Immer wieder werden in Bezug auf die Kompressionstherapie auf die sog. „relativen
Kontraindikationen“, wie Diabetes mellitus, nässende Hautveränderungen, Polyneuropathie
oder auch leichte/mittelschwere pAVK hingewiesen. Für diese vermeintlichen Kontraindikationen
gibt es jedoch keine hinreichende Evidenz und zudem heute oft spezielle Materialien
[33]
[35].
Physikalische Wundtherapie
Physikalische Wundtherapie
Zur physikalischen Wundtherapie stehen Verfahren wie z. B. atmosphärisches Kaltplasma,
Magnetfelder, inkl. der BEMER-Therapie, Photobiomodulationstherapie, Strom- oder Laser-Therapie
zur Verfügung. Auch für diese Anwendungen gibt es wenig Evidenz. Für die Praxis kommt
erschwerend hinzu, dass die Therapiekosten i. d. R. nicht von den gesetzlichen Krankenkassen
übernommen werden.
Von den o. g. Therapien ist der Einsatz von Kaltplasma bei chronischen Wunden am weitesten
verbreitet. Neben einigen klinischen Studien und Fallberichten belegen neuere randomisierte,
klinische Studie seine Effektivität [36], [37], [38], wobei Kaltplasma stets in Kombination mit einer stadiengerechten Wundtherapie angewendet
werden sollte. Im Kontrast zur Kaltplasma-Anwendung ist die Magnetfeldtherapie weniger
verbreitet. Die wenigen Studien dazu adressieren meist die Wundheilung in der Plastischen
Chirurgie [39]. Der Erfolg oder Misserfolg der Magnetfeld-Therapie ist stark von den eingesetzten
physikalischen Parametern wie Frequenz, Amplitude, Dauer, etc. abhängig; die sog.

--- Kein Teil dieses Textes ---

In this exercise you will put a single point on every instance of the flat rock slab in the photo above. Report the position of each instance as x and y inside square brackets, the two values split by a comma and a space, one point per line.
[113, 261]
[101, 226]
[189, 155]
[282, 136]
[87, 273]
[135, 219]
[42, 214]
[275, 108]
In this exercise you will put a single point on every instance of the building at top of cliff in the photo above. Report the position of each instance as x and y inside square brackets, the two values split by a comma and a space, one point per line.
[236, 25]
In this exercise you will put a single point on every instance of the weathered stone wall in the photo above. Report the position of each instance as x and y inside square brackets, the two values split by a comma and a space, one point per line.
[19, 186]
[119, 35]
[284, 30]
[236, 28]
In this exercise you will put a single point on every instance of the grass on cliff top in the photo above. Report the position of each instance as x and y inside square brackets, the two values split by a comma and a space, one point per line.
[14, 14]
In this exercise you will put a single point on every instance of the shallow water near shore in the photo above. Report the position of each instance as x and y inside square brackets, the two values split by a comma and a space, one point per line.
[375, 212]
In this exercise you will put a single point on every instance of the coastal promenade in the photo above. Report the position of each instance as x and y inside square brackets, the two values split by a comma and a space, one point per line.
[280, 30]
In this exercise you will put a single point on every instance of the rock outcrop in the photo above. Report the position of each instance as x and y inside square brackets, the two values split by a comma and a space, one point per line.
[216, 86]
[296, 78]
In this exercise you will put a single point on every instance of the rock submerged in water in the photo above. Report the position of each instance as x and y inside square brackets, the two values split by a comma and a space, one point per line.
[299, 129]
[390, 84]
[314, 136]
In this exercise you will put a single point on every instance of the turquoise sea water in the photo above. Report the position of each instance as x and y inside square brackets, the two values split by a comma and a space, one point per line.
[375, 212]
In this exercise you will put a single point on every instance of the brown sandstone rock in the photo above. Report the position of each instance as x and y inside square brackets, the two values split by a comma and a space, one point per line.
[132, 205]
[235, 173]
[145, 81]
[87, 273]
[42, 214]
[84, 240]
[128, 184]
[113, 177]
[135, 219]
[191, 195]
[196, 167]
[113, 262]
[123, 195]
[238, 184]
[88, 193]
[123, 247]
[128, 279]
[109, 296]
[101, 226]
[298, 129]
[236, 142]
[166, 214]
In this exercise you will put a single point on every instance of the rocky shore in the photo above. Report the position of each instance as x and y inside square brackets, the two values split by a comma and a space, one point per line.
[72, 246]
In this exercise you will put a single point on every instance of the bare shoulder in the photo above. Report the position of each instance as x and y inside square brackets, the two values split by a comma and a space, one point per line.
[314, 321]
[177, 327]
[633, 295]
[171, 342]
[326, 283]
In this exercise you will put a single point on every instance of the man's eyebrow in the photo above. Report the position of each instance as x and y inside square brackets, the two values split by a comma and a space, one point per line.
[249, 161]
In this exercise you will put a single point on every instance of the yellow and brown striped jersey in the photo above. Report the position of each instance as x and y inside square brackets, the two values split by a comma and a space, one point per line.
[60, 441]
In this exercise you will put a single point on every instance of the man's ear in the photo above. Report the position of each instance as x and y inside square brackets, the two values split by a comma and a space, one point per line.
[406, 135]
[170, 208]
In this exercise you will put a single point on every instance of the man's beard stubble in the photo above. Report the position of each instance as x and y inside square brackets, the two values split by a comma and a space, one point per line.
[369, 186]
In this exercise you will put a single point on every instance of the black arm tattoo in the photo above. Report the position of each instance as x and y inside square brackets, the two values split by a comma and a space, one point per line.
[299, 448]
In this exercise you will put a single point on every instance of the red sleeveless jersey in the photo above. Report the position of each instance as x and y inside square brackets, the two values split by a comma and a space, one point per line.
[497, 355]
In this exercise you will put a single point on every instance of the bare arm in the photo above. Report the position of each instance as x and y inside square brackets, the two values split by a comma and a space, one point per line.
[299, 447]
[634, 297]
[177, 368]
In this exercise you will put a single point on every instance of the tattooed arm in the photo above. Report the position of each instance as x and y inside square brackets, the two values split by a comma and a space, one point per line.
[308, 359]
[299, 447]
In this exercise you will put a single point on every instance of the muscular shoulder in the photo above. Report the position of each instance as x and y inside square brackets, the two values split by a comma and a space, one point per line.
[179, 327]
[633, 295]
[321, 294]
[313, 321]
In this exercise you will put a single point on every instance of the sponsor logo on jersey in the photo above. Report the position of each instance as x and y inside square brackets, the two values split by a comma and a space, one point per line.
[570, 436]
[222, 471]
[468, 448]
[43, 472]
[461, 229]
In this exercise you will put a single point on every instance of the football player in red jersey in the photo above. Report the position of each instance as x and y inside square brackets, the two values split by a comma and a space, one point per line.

BEMER-Therapie scheint hier über eine Stimulation der Mikrozirkulation die größten
Effekte zu haben [39]. Auch bei den Lasertherapien gibt es große Unterschiede hinsichtlich der eingesetzten
Methoden, deren Wirkung und ihres dementsprechenden Einsatzes [40]
[41]. Nah-infrarotes und rotes Licht (1000–750 nm) dringt tief ins Gewebe ein. Ihm wird
eine Stimulation der Heilung von Haut, Schleimhaut und Sehnengewebe zugeordnet, während
blaues (500–420 nm) und violettes Licht (420–380 nm) Bakterien tötet und somit eher
zur Infektionstherapie Anwendung findet. In der Wundheilung wird vorwiegend die Photobiomodulationstherapie
oder auch Low-Level-Lasertherapie (610–660 nm) eingesetzt. Die wenigen Studien beschreiben
gute Effekte, sowohl für die Stimulation der Hautzellen als auch i. S. einer Biofilm-Reduktion
[41]
[42]. Die Studien zur Verwendung von Blaulicht bzw. UV-Licht in der Wundheilung setzen
sich eher mit der Frage der Effektivität bei Acne inversa und Acne vulgaris [43]
[44] auseinander.
Fazit
Chronische Wunden sind keine eigenständige Diagnose, sondern ein Symptom verschiedener
Grunderkrankungen, wie bspw. pAVK, CVI, Diabetes oder (auto-)immunologischer Genese,
was sie zu einer erheblichen diagnostischen und therapeutischen interprofessionellen
Herausforderung macht. Die Evidenzlage zum Thema „lokale Wundtherapie“ ist deutlich
schlechter als bei den meisten anderen, besser definierten Erkrankungen. Eine Ausnahme
mit sehr guter Evidenzlage stellt lediglich die Kompressionstherapie des UCV dar.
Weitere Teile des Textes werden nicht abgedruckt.